Deswegen sollten wir nicht allein auf den Koalitionsvertrag, der in den Nachtstunden abgeschlossen worden ist, vertrauen. Was man so hörte, war es relativ dürftig, was die Bewältigung der sozialen Auswirkungen der Energiewende betrifft. Unser Antrag könnte dazu beitragen, der Staatsregierung ein Programm in die Hand zu geben, das sie schrittweise gemeinsam mit diesem Hohen
Haus durchsetzt.
Schlusswort
Herr Präsident!
Als ich mir heute überlegte, wie die Debatte verlaufen könnte, hatte ich die Hoffnung, dass es keine reine Energiedebatte werden möge. Der Antrag ist auch nicht in diese Richtung gestellt. Es begann auch ganz in dieser Hoffnung, die ich hatte. Aber es glitt immer mehr in eine, wie wir sie
schon mehrfach hatten, relativ abstrakte Strom- und Energiedebatte ab. Das war zumindest nicht
meine Absicht. Aber man weiß ja nie, wenn es beginnt, wohin man sich dann in seinem Redefluss
begibt.
Von daher ist meine Hoffnung für diese Debatte nicht aufgegangen, denn ich hätte mir gewünscht,
dass nicht allgemein über Strompreise, wie das zustande gekommen ist und wie sich das demnächst verändern könnte, diskutiert würde, sondern wirklich einmal darüber, wie die Menschen
am Einkommensrand unserer Gesellschaft damit zurechtkommen und wie wir ihnen solidarisch
helfen müssen. Das war unsere vordergründige Absicht. Nur bei Frau Herrmann konnte ich zumindest erkennen, dass sie in diese Richtung mitgedacht hat. Selbst Herr Krauß, der sich immer so als
der soziale Sachwalter der CDU aufschwingt, war plötzlich zum Umwelttheoretiker
aufgestiegen. Hört, hört!
Ich denke, meine sehr verehrten Damen und Herren, es war eine Debatte, wie man sie hier schon
mehrfach hatte. Meine Hoffnung über die Wirkungen, die das Ganze besonders auf Menschen mit
niedrigem Einkommen hätte, ist nicht aufgegangen. Wir werden das Problem aber, auch wenn wir
uns nicht intensiv damit befassen, nicht verdrängen können. Sie können unsere Vorschläge ablehnen. Ich bin der Letzte, der der Auffassung ist, dass sie schon in jeder Hinsicht vollkommen sind.

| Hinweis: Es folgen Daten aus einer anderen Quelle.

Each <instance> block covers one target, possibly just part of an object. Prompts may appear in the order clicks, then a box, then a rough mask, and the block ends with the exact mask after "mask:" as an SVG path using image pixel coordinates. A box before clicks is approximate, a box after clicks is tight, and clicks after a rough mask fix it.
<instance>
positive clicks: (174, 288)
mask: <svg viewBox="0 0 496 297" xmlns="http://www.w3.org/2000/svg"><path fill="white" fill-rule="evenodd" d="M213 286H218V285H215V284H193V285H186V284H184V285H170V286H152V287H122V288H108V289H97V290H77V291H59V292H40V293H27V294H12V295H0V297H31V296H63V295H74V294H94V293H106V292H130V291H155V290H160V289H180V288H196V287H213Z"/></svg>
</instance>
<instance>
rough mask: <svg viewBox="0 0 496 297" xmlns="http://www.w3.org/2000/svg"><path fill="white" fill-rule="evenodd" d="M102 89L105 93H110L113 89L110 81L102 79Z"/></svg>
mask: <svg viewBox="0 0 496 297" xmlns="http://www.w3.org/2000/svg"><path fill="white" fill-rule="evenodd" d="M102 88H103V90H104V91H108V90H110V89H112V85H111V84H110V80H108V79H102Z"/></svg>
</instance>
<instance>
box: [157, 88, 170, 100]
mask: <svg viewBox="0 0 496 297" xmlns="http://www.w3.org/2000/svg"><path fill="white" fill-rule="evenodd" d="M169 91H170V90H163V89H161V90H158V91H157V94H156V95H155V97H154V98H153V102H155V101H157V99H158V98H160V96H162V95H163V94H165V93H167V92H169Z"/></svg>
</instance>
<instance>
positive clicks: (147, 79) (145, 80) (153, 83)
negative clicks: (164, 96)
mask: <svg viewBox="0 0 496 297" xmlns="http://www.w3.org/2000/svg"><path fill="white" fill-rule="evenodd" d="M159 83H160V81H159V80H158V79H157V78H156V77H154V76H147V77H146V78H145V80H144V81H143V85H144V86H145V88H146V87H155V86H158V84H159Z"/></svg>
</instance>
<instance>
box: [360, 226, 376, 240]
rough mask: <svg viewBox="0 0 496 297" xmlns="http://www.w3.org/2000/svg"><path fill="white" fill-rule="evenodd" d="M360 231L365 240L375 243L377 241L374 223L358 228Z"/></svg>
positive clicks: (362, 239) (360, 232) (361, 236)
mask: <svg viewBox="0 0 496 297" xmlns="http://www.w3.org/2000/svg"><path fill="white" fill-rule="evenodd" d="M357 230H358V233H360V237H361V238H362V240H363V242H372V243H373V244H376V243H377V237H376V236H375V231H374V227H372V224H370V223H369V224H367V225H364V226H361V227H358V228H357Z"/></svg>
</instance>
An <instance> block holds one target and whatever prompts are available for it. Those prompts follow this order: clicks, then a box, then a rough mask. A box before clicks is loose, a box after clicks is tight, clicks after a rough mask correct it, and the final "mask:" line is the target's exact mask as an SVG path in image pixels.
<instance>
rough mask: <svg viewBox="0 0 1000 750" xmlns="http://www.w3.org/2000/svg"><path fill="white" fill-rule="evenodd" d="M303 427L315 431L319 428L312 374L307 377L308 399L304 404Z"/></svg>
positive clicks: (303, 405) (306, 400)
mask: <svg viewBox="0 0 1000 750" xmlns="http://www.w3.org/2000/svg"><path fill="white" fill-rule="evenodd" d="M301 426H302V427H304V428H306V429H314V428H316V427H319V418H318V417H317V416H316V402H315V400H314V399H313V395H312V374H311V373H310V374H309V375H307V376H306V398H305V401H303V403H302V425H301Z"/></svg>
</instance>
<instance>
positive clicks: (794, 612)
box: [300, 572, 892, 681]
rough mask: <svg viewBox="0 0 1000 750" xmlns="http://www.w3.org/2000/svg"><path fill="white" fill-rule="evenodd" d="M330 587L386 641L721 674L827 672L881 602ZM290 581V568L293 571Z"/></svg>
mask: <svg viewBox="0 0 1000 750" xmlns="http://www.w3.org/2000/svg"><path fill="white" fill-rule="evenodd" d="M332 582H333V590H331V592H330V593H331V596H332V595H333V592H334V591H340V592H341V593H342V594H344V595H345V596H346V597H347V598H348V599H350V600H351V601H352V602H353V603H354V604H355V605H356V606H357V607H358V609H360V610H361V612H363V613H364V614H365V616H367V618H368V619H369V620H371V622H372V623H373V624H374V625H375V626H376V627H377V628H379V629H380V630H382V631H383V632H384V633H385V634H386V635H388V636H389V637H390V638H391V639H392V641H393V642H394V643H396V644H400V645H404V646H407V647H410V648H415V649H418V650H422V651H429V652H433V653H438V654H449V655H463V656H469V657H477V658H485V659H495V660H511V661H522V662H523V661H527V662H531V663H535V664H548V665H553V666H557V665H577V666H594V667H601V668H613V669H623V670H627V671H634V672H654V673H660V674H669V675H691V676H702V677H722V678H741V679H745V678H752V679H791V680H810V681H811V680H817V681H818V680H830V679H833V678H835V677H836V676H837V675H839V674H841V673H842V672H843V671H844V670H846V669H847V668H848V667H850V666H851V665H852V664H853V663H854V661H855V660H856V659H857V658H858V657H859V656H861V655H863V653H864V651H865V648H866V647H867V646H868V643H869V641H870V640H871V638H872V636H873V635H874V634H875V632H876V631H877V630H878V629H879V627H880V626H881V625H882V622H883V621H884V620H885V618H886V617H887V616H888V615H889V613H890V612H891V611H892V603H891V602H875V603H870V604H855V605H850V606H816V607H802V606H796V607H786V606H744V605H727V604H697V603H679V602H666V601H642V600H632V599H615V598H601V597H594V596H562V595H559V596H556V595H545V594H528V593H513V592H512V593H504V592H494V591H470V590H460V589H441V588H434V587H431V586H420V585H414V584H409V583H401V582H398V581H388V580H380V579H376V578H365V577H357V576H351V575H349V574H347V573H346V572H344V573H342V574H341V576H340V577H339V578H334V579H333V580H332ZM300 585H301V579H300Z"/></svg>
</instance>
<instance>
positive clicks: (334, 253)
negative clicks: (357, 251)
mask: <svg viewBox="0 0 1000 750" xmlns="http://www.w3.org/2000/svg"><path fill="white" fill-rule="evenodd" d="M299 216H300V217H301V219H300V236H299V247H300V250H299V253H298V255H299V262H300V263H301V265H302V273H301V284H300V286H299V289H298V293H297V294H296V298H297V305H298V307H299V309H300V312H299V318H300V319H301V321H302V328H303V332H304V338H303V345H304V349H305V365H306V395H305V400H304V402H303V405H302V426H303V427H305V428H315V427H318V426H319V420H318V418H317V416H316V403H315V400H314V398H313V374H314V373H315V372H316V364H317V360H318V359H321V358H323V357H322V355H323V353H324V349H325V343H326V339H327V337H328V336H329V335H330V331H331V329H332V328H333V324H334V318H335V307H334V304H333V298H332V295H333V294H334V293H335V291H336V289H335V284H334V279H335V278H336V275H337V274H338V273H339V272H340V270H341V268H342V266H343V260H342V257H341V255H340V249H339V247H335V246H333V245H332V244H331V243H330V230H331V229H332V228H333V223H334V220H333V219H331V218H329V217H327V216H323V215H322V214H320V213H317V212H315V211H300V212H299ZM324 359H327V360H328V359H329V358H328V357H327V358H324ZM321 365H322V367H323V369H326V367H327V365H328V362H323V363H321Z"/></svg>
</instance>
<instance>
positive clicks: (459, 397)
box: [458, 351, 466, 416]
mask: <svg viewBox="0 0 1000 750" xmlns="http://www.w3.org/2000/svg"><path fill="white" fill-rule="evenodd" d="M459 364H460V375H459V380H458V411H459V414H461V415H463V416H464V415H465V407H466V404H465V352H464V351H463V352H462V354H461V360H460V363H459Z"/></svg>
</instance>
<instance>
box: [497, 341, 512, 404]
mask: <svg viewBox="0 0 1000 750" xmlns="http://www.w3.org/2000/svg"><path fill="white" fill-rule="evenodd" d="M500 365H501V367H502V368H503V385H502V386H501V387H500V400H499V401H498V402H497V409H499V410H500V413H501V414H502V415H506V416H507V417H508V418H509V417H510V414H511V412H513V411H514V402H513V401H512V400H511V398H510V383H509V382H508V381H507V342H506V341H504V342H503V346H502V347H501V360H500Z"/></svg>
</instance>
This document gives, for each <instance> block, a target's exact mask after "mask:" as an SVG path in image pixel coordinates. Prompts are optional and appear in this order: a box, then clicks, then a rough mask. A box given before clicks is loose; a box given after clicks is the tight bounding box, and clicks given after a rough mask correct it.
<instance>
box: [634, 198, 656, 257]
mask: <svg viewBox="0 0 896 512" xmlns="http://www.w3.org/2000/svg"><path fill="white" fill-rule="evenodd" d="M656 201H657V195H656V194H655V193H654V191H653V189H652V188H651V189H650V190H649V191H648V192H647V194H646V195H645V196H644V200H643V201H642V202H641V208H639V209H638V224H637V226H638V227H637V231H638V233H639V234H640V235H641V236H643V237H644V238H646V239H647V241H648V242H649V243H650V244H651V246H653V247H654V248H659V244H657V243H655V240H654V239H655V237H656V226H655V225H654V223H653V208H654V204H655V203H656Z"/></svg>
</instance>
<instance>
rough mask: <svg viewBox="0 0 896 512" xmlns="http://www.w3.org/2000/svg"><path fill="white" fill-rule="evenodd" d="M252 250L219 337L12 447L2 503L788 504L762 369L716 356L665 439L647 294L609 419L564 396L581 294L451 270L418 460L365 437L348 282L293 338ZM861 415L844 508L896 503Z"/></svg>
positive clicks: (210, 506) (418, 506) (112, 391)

Wir betreten auch hier Neuland. Aber was ich wenigstens von der Koalition erwarte, ist, dass sie
außer der Kritik an unseren Vorschlägen irgendwann einmal eigene Vorschläge bringen möge. Das
war nicht allgemein dahergeredet, wer verantwortlich ist für die Strompreiserhöhung und, und,
und. Das wissen wir alles.
Ich will wissen - genauso wie die Menschen in unserem Land -, wie das sozial abgefedert werden
kann; und genau das leisten Sie nicht.
Vielleicht hilft es Ihnen - ich weiß nicht, Herr Präsident, ob das geschäftsordnungsmäßig möglich
ist -; aber vielleicht können wir über die acht Punkte einzeln abstimmen, dann hätten Sie die
Chance, das noch ein bisschen zu üben.